This intracellular regulation by G protein has also been described in voltage-gated calcium channels (VGCCs) [93,94], G protein-gated inwardly rectifying potassium (GIRK) channels [95] and interestingly in nAchRs, confirming this type of modulation in other members of the LGICs [96].

A more detailed analysis revealed the molecular determinants for the modulation of GlyRs by G protein [97]. Two basic amino acid clusters in the intracellular loop domain of the α1 subunit,³¹⁶RFRRK³²⁰ and ³⁸⁵KK³⁸⁶, are essential for the binding and modulation by Gβγ. Mutations of these residues to alanine significantly reduced the potentiation of glycine-evoked currents produced by GTP-γ-S associated with a decrease in binding of Gβγ dimers to the intracellular loop domain of α1 [97]. The presence of basic amino acids has been described as critical for the binding and modulation by G proteins.
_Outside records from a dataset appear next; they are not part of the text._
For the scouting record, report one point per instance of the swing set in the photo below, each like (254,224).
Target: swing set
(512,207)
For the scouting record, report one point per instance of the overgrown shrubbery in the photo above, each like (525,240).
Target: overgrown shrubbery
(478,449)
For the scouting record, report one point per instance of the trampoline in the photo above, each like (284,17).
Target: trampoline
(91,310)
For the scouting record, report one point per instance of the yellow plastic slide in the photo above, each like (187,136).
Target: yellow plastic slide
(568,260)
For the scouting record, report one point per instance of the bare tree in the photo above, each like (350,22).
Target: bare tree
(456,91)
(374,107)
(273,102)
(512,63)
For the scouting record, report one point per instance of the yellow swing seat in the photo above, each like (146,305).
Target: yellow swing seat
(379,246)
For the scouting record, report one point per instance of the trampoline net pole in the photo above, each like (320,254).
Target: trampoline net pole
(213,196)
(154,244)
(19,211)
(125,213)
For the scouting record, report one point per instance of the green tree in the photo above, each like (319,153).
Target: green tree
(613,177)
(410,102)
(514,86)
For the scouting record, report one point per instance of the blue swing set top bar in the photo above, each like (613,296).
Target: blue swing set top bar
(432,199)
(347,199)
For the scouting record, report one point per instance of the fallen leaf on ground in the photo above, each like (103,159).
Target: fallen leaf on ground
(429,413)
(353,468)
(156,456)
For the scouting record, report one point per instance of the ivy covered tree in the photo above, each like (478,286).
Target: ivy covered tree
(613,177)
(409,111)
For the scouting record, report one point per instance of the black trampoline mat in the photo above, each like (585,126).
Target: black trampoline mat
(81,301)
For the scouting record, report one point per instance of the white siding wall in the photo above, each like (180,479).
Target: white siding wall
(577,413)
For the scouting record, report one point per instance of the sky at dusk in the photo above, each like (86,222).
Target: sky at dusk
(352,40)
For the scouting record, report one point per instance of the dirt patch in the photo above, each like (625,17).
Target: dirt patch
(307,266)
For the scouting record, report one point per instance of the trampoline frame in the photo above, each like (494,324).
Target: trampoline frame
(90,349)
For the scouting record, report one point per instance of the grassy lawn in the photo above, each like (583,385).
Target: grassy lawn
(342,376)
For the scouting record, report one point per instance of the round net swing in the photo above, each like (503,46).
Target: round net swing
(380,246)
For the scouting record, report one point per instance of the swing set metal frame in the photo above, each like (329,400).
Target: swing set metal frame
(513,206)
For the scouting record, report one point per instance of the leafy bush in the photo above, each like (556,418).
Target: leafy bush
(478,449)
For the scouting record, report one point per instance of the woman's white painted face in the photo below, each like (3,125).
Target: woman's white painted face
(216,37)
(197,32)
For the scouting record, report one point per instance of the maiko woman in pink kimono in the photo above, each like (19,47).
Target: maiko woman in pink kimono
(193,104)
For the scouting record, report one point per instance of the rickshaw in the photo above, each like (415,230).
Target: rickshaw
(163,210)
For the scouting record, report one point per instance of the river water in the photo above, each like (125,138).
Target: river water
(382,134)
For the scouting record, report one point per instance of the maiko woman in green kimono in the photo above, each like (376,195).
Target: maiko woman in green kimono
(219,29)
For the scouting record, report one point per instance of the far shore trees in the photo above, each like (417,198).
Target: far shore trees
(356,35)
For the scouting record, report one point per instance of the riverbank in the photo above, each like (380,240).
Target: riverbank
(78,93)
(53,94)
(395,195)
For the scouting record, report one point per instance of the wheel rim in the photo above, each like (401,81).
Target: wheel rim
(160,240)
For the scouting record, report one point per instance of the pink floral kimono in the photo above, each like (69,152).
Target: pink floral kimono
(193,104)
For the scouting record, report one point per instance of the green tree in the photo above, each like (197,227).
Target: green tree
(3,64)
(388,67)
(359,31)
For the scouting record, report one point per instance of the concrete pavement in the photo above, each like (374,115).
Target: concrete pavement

Interestingly, similar domains of basic residues were found in the intracellular regions of VGCCs, β-adrenergic receptor kinase 1 and phospholipase Cβ3[93,97–100].

Modulation of GlyRs by general anesthetics

General anesthetics are a group of allosteric GlyR modulators with pharmacological and therapeutic relevance since they cause strong CNS depression and sedation, relaxation, amnesia, analgesia, unconsciousness, and other clinical manifestations [101–103]. Volatile anesthetics are able to potentiate glycinergic currents in α1 homomeric GlyRs [104–106]. Isoflurane, enflurane and halothane have shown a potentiation in glycinergic activity with increases in the frequency of IPSC and decay time constants [107,108] and they cause an increase in glycine evoked currents in recombinant receptors [60,109]. These anesthetics share binding sites on GlyRs which consist of amino acids located in transmembrane domains 2 and 3 that form an intra-subunit cavity involving residues S267 (TM2) and A288 (TM3) as important for binding and modulation of these receptors [110–112]. Intravenous anesthetics also potentiate GlyRs, but these studies have been controversial. For example, analyses using propofol showed the presence of the hydrophobic cavity in transmembrane domains where interaction with anesthetics produce small local disturbances in the receptor structure, and the mutation S267I in α1 inhibits the effects of propofol probably by preventing access to the cavity [113]. Additionally, α1 GlyRs have a second binding site located in the intracellular loop domain in which the amino acid F380 is essential for receptor modulation [60,106,114]. This intracellular F380 site is highly specific because its replacement significantly reduces the potentiation produced by propofol, but does not affect the regulation by other general anesthetics like etomidate and isoflurane [114].

Effect of ethanol on glycinergic transmission

Ethanol is one of the most popular drugs and its excessive use creates serious social problems. Acute alcohol affects many functions of the nervous system and peripheral organs, ranging from a decrease in reflexes and disinhibition in social behavior to mental incoherence, coma and death [115,116]. Initially, alcohol consumption induces a disinhibition, followed by euphoria and depression, but chronic use can lead to problems of addiction and cardiac arrhythmia, with hepato-pancreatic and neurological disorders. The effects of alcohol abuse and dependence increase the risk for hypertension, heart diseases, obesity and fatty liver among other pathologies, thus increasing morbidity in the global population [115,116]. Despite the widespread use of alcohol in society and its adverse effects, mechanisms of action have been very complicated to analyze and several theories have been proposed to explain its effects.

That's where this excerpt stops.